Le Pape François a publié le 29 juin 2022, jour de la fête des saints Pierre et Paul, une lettre apostolique sur la formation liturgique du Peuple de Dieu qui s’ouvre par ces paroles de Jésus lors de la dernière Cène : « J’ai désiré d’un grand désir manger cette Pâque avec vous avant de souffrir ! » (Luc 22,15), paroles qui ont donné le titre de la lettre apostolique « Desiderio Desideravi ».

    Cette lettre s’adresse à l’Eglise entière, à tout le peuple chrétien, c’est dire son importance, voulant « offrir quelques pistes de réflexion qui puissent aider à la contemplation de la beauté et de la vérité de la célébration chrétienne » (n° 1) ; nous nous proposons de donner ici, en en soulignant quelques aspects principaux, une présentation et de larges extraits de ce texte dense qui est une réflexion profonde sur la « beauté incomparable de la liturgie » et qui nous invite à nous « émerveiller devant le mystère pascal » (n° 25) et à « redécouvrir la beauté de la vérité de la célébration chrétienne » (n° 21), l’enjeu de notre époque étant de « retrouver la capacité de vivre pleinement l’acte liturgique » (n° 27).

    François précise le sens de sa lettre : « Par cette lettre, je voudrais simplement inviter toute l’Église à redécouvrir, à sauvegarder et à vivre la vérité et la force de la célébration chrétienne. Je voudrais que la beauté de la célébration chrétienne et ses conséquences nécessaires dans la vie de l’Église ne soient pas défigurées par une compréhension superficielle et réductrice de sa valeur ou, pire encore, par son instrumentalisation au service d’une vision idéologique, quelle qu’elle soit.
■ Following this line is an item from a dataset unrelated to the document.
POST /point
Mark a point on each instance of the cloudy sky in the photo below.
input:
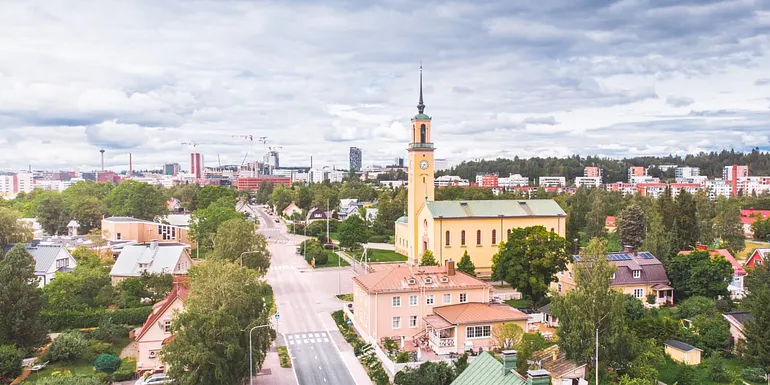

La prière sacerdotale de Jésus à la dernière Cène pour que tous soient un (Jn 17,21), juge toutes nos divisions autour du Pain rompu, sacrement de piété, signe d’unité, lien de charité. » (n° 16)

La lettre s’ouvre donc par ces paroles de Jésus : « J’ai désiré d’un grand désir manger cette Pâque avec vous avant de souffrir ! » (Lc 22,15). « Ces paroles de Jésus par lesquelles s’ouvre le récit de la Dernière Cène sont, dit le saint Père, la fissure par laquelle nous est donnée la surprenante possibilité de percevoir la profondeur de l’amour des Personnes de la Sainte Trinité pour nous » (n° 2). 

Nous vous en proposons en introduction une belle illustration musicale avec ce chant du frère André Gouzes extrait de l’Office de la Cène du Jeudi Saint sur ces paroles de Jésus : 

https://youtu.be/UNehc_BbP54

La Liturgie nous plonge dans l’aujourd’hui de l’histoire du salut, elle est le lieu de la rencontre avec le Christ incarné, ressuscité et vivant.

« C’est là que réside toute la puissante beauté de la liturgie. Si la Résurrection était pour nous un concept, une idée, une pensée ; si le Ressuscité était pour nous le souvenir du souvenir d’autres personnes, même si elles faisaient autorité, comme par exemple les Apôtres ; s’il ne nous était pas donné, à nous aussi, la possibilité d’une vraie rencontre avec Lui, ce serait comme déclarer épuisée la nouveauté du Verbe fait chair. » (n° 10)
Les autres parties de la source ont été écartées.